Laila Al-Qatami, communications director for the ADC (American-Arab Anti-Discrimination Committee), charged ahead with an awareness campaign to shed light on racist rhetoric in media and government, fueled by an infamous comment from Democratic Senator Frank Lautenberg of New Jersey. (“I said I won’t do business with the devil and I won’t do business with Dubai.”) The organization received an onslaught of xenophobic hate mail in the days after the port story broke. She wishes the missing American voices of Navy officers and Homeland Security officials who had positive interactions with the Emirates could have been heard.
Given that Dubai represents a beacon of progress for the Arab world (some call it the “Monaco of the Middle East”), Arab-Americans were demoralized when their best candidate for American acceptance was rejected. “If the UAE can’t do it, what Arab country will be able to?” asked an Arab-American grad student studying Gulf relations at Georgetown. “If the role model of the region is not even given a fair chance, it’s a deterrent for other Middle Eastern countries.” He regretted the callous superficiality of the whole debate: “It became frustrating when you’re watching the news and facts about the UAE are jumbled,” he said. “Some parts of the U.S. still can’t differentiate between the UAE and Taliban-era Afghanistan.”
Other Arab-Americans found themselves in a familiar post-9/11 bewilderment, alienated by both wings of American politics.
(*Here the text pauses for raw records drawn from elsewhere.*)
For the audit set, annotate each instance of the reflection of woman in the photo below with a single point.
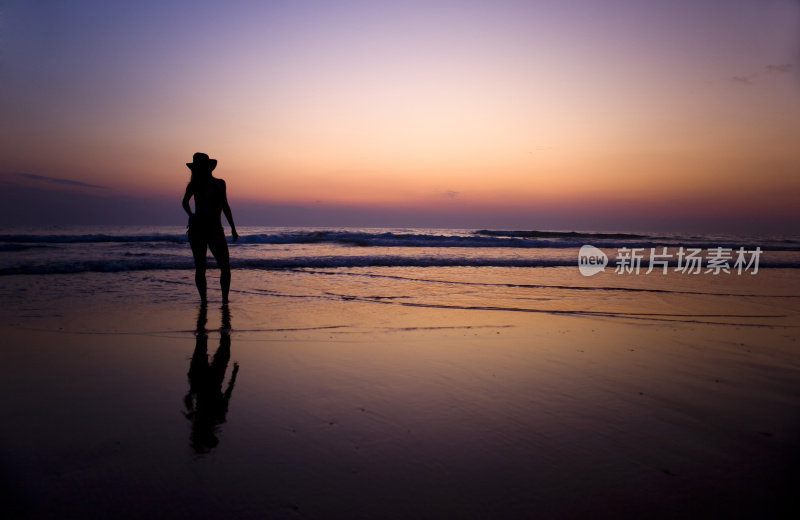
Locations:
(206, 403)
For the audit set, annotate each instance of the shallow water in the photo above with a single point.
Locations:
(400, 391)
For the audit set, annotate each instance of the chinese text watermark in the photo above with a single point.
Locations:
(685, 260)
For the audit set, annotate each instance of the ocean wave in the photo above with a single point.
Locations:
(559, 234)
(150, 263)
(478, 239)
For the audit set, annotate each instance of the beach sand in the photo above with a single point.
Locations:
(353, 406)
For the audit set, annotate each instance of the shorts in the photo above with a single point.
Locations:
(211, 237)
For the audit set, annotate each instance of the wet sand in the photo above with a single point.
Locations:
(353, 409)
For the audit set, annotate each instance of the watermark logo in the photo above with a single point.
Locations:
(591, 260)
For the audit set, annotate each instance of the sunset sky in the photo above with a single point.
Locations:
(582, 114)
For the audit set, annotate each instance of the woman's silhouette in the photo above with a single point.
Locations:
(205, 223)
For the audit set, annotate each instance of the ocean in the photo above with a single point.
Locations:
(519, 270)
(118, 249)
(399, 373)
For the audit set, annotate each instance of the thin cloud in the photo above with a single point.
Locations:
(68, 182)
(742, 80)
(780, 69)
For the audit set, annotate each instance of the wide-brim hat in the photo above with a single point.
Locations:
(201, 160)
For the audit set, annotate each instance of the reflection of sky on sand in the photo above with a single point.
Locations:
(206, 403)
(370, 409)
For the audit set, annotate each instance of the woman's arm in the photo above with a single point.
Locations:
(226, 209)
(186, 197)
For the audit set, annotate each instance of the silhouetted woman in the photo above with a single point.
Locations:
(205, 223)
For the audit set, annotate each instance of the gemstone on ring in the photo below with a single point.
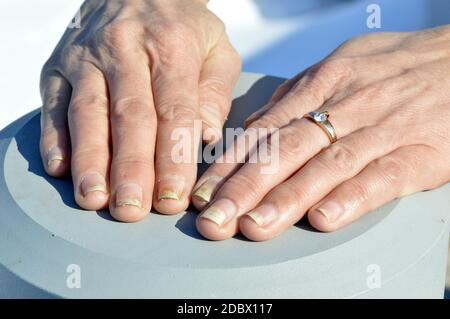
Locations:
(319, 116)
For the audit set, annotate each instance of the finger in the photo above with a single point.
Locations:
(279, 93)
(89, 132)
(219, 74)
(308, 94)
(405, 171)
(133, 128)
(178, 137)
(55, 141)
(288, 202)
(245, 189)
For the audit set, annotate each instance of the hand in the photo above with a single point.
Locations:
(388, 96)
(115, 89)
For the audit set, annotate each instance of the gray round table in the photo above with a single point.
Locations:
(49, 247)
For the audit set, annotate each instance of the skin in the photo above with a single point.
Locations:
(389, 101)
(114, 90)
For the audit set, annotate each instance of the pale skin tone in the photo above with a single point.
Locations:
(115, 89)
(388, 96)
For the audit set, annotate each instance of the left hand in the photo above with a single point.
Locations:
(388, 96)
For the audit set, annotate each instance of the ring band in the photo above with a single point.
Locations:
(321, 119)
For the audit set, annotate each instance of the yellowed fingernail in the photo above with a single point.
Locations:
(129, 195)
(54, 154)
(220, 212)
(129, 201)
(215, 215)
(206, 191)
(256, 217)
(171, 187)
(168, 195)
(93, 182)
(331, 210)
(263, 215)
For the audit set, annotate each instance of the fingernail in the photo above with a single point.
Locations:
(170, 187)
(129, 195)
(93, 182)
(206, 191)
(221, 212)
(211, 115)
(331, 210)
(211, 135)
(263, 215)
(54, 154)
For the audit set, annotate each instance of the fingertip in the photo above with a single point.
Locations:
(211, 134)
(128, 214)
(320, 221)
(128, 204)
(169, 206)
(199, 202)
(95, 200)
(253, 231)
(56, 161)
(211, 230)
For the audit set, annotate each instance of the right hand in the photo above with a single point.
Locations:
(115, 89)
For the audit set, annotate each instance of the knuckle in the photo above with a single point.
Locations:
(118, 37)
(84, 105)
(268, 120)
(216, 89)
(138, 159)
(391, 169)
(239, 182)
(357, 191)
(292, 143)
(332, 70)
(54, 103)
(133, 111)
(338, 158)
(90, 152)
(177, 111)
(172, 40)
Will Youmans, a Palestinian-American hip-hop artist who also goes by the name Iron Sheikh, used a metaphor to describe just how low politicians could go, and the banal stakes involved in ganging up on a defenseless “enemy”: “It shows to me the truly sorry state of American politics: On the level of ideas, the contest is superficial. It is more like two cousins trying to get appointed head manager of the Wal-Mart. To get the position, they only need to win over the right people, but not present an intelligent program for making anything better.” In light of events, Iron Sheikh vows to “vote Green Party, always.”
Some Arab-American writers, like Newsweek’s Lorraine Ali, did once have faith in the Democratic Party: “I’m used to that kind of racism coming from right-wing conservative groups, but for Democrats to do that?” Her comment reminded me of a recent commute home one day after work, when I listened to all sides of KCRW’s Left, Right & Center align for seemingly the first time in condemning the deal. (Et tu, Arianna?) Lorraine tried to put a humorous spin on things: “We’re talked about like we’re not even in the room, and all of a sudden two people in the back of the party are saying ‘hey!’?”
She’ll remember the Dubai debacle as a “horrible chapter in Arab-American history,” a “turning point.” Why fear a deal with the most progressive country in the Arab world? “I’m sure we’d have a really nice, clean, modern, psychologically advanced port! I hear Dubai is safer and cleaner than many neighborhoods in America.” She starts talking about some of the more outlandish developments under construction, like artificial land masses: “We could have ports that look like lovely palm fronds,” she exclaims, in reference to The Palm, an artificial archipelago in the shape of a tree. “What’s wrong with this country?!” At the end of the day, Lorraine can only throw up her hands. “The whole thing makes me so pissed off I wanna move to Dubai. I know there’s no logic in that; it’s like a 14-year-old girl,” she says, before definitively making up her mind. “Fuck you! I’m going to Dubai!”